Cinzia Cuneo remarque tout de même une augmentation de l’intérêt pour la cuisine santé. «On a vécu des problèmes de contamination comme la vache folle et ça affecte la confiance des gens envers les compagnies alimentaires», déduit la présidente. Les découvertes de la médecine entraînent aussi, selon elle, une fausse représentation sur les emballages. «Plusieurs produits affichent un faible taux de sodium, par exemple, puisqu’il est maintenant connu qu’un haut taux de sodium est dangereux pour la santé, avertit-elle. Ces produits ne sont pas meilleurs pour autant, ils sont parfois pleins de mauvais gras.»

La technicienne en diététique Guylaine Goulet ne s’inquiète pas trop. «Je pense qu’on est assez bien protégés, ajoute-t-elle. Au Québec, les lois sur l’étiquetage sont très sévères.» Selon elle, les compagnies respectent tellement l’obligation d’indiquer tout ce qui se trouve dans les produits que les étiquettes en deviennent difficiles à déchiffrer. La signification des noms scientifiques des ingrédients est ignorée de la plupart des consommateurs. «Ça pourrait être plus simple», croit Guylaine Goulet.

Heureusement, l’intérêt grandissant pour la cuisine santé a permis des recherches qui ont mené, par exemple, à l’interdiction de l’aspartame dans plusieurs pays. Il suffit peut-être simplement d’ouvrir les yeux pour remarquer que le monstre n’est pas si bien caché.

1 Comment

  • Aujourd’hui nous sommes victimes de la mal-bouffe.

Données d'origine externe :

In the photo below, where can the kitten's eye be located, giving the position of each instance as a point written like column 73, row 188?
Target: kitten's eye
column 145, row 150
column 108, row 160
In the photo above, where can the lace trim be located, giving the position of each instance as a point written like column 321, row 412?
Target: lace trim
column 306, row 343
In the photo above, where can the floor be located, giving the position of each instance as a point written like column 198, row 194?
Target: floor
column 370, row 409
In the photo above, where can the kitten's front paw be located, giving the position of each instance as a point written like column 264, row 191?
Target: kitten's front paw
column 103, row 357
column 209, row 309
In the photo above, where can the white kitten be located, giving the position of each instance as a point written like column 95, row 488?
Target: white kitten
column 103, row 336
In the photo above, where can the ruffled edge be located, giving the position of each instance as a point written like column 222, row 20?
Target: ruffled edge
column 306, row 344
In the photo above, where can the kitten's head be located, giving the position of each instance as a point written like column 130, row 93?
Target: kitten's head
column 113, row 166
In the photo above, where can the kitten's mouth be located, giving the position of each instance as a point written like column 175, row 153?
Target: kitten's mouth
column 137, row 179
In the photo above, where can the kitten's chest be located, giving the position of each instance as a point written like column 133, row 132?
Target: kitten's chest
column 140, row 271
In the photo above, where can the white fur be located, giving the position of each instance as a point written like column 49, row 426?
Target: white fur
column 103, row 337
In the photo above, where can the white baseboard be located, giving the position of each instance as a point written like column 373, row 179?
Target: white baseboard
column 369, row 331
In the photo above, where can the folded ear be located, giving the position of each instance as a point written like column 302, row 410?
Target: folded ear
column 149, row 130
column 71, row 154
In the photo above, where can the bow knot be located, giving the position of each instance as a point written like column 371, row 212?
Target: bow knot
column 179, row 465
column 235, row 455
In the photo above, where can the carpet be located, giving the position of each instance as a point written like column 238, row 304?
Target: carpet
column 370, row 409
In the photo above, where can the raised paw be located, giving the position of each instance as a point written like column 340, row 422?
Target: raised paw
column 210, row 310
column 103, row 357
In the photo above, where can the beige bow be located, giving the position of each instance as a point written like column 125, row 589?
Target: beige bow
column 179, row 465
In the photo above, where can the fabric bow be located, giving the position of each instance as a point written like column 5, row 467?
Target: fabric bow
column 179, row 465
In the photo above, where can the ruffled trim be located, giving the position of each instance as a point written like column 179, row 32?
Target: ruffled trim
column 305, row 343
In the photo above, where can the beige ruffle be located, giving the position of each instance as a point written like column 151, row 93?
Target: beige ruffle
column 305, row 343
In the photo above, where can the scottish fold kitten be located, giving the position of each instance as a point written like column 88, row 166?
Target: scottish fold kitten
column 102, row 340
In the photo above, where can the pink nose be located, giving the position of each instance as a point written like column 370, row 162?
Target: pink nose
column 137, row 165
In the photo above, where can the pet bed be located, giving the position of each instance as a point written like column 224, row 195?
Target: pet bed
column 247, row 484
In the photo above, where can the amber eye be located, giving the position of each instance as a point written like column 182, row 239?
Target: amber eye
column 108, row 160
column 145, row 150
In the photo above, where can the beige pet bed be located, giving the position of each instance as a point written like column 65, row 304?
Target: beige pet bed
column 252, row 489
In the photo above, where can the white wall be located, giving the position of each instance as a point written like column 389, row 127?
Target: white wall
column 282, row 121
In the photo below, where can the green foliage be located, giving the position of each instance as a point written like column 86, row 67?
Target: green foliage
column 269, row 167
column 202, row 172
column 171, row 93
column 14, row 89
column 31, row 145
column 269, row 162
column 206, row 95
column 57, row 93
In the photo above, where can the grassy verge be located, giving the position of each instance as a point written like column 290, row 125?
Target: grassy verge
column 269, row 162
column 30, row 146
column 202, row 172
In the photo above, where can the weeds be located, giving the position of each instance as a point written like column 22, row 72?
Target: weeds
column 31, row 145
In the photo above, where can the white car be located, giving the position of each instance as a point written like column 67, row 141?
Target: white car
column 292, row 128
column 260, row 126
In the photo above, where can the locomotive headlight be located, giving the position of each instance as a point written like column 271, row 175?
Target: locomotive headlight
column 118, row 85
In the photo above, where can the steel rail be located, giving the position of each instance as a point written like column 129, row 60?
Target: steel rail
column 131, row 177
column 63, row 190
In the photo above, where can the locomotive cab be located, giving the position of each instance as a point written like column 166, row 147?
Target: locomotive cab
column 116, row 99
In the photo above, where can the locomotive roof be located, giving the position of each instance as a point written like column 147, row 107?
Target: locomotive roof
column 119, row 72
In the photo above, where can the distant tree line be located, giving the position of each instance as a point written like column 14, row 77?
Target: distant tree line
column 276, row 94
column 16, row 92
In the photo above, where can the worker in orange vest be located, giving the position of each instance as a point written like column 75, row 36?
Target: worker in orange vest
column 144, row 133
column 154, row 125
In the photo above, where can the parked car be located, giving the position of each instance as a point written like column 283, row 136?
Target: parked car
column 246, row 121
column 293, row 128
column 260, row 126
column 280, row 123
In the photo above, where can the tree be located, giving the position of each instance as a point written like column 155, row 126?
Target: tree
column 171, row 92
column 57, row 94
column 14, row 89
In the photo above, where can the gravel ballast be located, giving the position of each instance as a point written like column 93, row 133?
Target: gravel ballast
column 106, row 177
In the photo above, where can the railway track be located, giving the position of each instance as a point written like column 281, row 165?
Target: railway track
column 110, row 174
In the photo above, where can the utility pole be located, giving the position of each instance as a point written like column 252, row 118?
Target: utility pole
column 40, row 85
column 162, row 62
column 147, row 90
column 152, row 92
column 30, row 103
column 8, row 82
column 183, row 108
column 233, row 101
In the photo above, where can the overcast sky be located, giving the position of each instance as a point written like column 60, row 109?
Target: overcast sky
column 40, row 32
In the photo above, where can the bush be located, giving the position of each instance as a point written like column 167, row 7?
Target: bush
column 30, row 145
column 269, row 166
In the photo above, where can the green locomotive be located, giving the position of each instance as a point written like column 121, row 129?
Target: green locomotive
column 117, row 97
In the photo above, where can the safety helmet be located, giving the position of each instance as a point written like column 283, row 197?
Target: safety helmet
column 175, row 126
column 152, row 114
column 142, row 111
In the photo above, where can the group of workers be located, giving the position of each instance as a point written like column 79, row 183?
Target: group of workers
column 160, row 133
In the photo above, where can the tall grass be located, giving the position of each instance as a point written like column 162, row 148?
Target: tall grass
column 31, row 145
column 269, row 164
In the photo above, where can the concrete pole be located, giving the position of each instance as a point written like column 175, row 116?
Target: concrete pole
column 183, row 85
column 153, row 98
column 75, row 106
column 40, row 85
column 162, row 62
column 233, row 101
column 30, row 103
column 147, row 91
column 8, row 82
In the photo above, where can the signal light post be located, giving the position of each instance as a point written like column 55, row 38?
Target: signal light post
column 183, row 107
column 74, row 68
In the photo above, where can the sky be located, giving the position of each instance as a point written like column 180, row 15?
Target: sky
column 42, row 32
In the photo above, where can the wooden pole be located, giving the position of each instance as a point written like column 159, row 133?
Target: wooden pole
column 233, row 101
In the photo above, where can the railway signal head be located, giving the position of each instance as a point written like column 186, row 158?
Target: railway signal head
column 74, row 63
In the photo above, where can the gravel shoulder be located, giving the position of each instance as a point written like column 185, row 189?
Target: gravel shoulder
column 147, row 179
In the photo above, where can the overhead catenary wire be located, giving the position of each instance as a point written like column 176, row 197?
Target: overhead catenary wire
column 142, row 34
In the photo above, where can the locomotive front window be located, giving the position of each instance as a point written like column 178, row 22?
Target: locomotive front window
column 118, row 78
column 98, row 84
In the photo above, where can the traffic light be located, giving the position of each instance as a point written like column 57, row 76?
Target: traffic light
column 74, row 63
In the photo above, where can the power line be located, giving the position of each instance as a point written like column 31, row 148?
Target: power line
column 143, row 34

Cela a commencé avec la mécanisation de l’agriculture qui s’est étendu à son industrialisation. La situation a été accentué avec l’apparition des fast-food. Nous mangeons des synthèses chimiques, des produits bourrés d’ingrédients cancérigènes. Mais ce n’est que maintenant que nous en avons conscience. Il faut toujours acheter bio, le vrai bio, pas celui qui n’a de bio que l’étiquette.